Introduction: In this retrospective cohort study, we compared HbA1c levels of all diabetic patients with foot infections, and between those treated with major amputation (below-knee and above-knee) or conservatively.
Methods: After ethics review board approval, a systematized chart review was performed. Three-hundred two feet from 264 consecutive patient referrals were enrolled in the study from January 1 to December 31, 2014. HbA1c result upon admission and routine histopathology of amputated limb posterior tibial artery were collected and tabulated in a spreadsheet, together with demographic and clinical data.

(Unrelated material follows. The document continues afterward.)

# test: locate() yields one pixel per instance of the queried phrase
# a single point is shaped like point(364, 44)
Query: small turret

Results: Majority of the patients were males (58.94%). The mean HbA1c of study participants was 9.81% (SD: 2.89%). Majority (78.15%) had uncontrolled blood sugar (HbA1c >7.0%). Forty-five percent underwent major amputation. The mean HbA1c of patients who did not undergo surgery was 7.89% (SD: 2.41%) while patients with major surgery had 11.20% (SD: 2.68%). The mean percentage for posterior tibial artery occlusion among amputated limbs was 31.46% n=135 (95% CI: 27.01% to 35.91%). On univariate analysis using linear regression analysis, Hba1c correlates with percentage occlusion in posterior tibial artery (F value=57.17, R square=0.1601, p value=0.000). Based on the linear regression analysis equation, the lowest HbA1c level that could predict a 90% occlusion of the posterior tibial artery is 14.11%.
Conclusion: Patients with poor glucose control have higher incidence of undergoing major amputation. Among amputees, poor glucose control is associated with increased occlusion in the posterior tibial artery.